Мне показалось, что брат даже немного всплакнул.
– Ну ты даешь… из дома убежать. Как тебе вообще такое в голову могло прийти?
– Наверное, Сережа, только к четвертому классу я стал осознавать, что ты еще совсем маленький и потому требуешь больше внимания… А когда тебе было всего три года, произошел один странный случай. Я тогда впервые в жизни испытал нервное потрясение.
– Что за случай?
– Однажды мама, я и ты пошли в магазин. Мама попросила, чтобы я за тобой присмотрел, а сама вошла внутрь гастронома, и встала в очередь за колбасой. И тут я увидел неподалеку, у одной девочки, большого красивого пса. Совсем позабыв про тебя, я направился посмотреть собаку, а когда обернулся: тебя уже нигде не было. У меня сразу сердце в пятки ушло. Я заметался по тротуару и только успел заметить, как за угол сворачивает цыганка в длинном цветастом платье, ведя за руку карапуза в белой панамке, моего маленького брата Сережу…
– Что, я вот так молча шел с цыганкой?
– Да ты вообще до трех лет ничего не говорил, кроме «мама» и «папа». Родители тебя долго по врачам таскали. А неврологи ставили диагноз «психоречевая задержка» и пожимали плечами. В общем, я что было сил бросился за цыганкой, а она словно это почуяла. Обернулась и сразу отпустила тебя. Зыркнула черными, как угольки, глазами и прошептала: « Береги его… береги своего братишку…» Ты подбежал и крепко обнял меня маленькими ручонками. Вот после того случая у тебя и начала появляться речь, а я еще долго корил себя, что мог в тот день потерять своего единственного брата…
– Мама ничего не заметила?
– Нет. Когда она вышла из гастронома, мы стояли на месте, как ни в чем не бывало… И что обидно, колбасы в магазине ей тогда так и не досталось…
– Послушай, Витя. И ты маме так ничего и не рассказал?
– Нет…– покачал головой Витя.– Испугался тогда. А позже уже не стал рассказывать.
– Братишка, слишком много скелетов ты хранишь в своем шкафу. Доверься мне, мы же братья…
– Да я ничего и не скрываю от тебя, Сережа…
– Поклянись!
Виктор задумался:
– Знаешь…есть одна странная история, про которую я узнал недавно. Возможно, очень влиятельные люди из нашего города замешаны в страшном преступлении. Но тебе это не зачем знать…
– Расскажи мне. Прошу.
– Я еще не уверен на сто процентов и потому не хочу пока обливать уважаемых людей грязью…

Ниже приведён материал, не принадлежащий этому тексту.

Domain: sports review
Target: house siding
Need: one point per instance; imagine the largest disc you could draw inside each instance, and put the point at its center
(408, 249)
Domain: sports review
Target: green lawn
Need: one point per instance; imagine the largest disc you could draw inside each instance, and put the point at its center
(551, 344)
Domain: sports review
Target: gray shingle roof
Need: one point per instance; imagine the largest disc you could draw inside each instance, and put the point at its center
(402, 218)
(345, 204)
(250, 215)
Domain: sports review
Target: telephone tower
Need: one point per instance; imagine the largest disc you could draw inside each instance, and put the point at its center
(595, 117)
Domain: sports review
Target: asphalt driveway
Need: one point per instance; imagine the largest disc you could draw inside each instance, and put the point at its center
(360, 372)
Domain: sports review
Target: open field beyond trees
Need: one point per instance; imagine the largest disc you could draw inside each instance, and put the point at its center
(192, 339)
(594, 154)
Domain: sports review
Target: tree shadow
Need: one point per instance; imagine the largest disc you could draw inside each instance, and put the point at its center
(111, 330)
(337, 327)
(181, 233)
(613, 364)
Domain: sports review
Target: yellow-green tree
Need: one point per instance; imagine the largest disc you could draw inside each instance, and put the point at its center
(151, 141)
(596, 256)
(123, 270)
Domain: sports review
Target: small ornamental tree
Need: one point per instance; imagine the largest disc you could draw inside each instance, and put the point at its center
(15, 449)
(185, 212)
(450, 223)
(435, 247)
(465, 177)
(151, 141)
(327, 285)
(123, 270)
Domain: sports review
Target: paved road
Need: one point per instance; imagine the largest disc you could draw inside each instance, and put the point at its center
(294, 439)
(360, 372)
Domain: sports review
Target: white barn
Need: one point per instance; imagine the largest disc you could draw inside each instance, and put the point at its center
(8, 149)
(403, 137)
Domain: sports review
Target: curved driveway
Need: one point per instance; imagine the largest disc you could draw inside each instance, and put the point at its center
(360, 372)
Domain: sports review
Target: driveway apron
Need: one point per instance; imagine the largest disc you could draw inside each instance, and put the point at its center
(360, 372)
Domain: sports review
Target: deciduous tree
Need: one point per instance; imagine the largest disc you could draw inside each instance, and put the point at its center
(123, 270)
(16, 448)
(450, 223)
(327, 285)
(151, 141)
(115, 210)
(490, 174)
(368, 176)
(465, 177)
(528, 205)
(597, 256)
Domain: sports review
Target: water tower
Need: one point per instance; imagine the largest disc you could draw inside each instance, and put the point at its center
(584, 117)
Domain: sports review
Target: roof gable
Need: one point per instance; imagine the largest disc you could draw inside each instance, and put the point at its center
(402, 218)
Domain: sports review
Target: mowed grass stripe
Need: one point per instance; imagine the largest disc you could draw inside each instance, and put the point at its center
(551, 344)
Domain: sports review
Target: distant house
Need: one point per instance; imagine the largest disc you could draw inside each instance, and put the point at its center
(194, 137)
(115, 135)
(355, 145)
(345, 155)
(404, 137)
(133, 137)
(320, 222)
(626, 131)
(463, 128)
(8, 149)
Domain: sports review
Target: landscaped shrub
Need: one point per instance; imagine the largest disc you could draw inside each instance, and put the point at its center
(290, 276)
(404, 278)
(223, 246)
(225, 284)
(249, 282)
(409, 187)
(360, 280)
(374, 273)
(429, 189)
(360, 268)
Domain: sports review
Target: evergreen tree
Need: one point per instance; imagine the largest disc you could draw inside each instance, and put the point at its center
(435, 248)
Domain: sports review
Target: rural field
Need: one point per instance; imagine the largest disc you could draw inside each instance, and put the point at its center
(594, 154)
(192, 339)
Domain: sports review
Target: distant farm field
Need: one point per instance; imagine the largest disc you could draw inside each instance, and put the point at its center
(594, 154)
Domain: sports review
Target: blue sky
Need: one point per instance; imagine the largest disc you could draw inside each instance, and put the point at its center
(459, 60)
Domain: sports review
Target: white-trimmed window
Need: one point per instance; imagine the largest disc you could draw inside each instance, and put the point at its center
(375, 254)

– Виктор, ты все время говоришь какими-то загадками. Я же не ребенок. Пионеры моего возраста во время войны уже воевали в партизанских отрядах и даже в действующих армиях…Ты же сам мне читал «Сын полка».
– Давай-ка дня через три все точно прояснится и тогда я тебе кое-что расскажу. Если эти люди действительно замешены в преступлении – я постараюсь вывести их на чистую воду. Обещаю…
– Но хоть намекни, кто такие…
– Серега, прояви терпение. Подожди несколько дней.
Когда мы спустились к подножию Мамаева Кургана, Валера уже ждал в машине.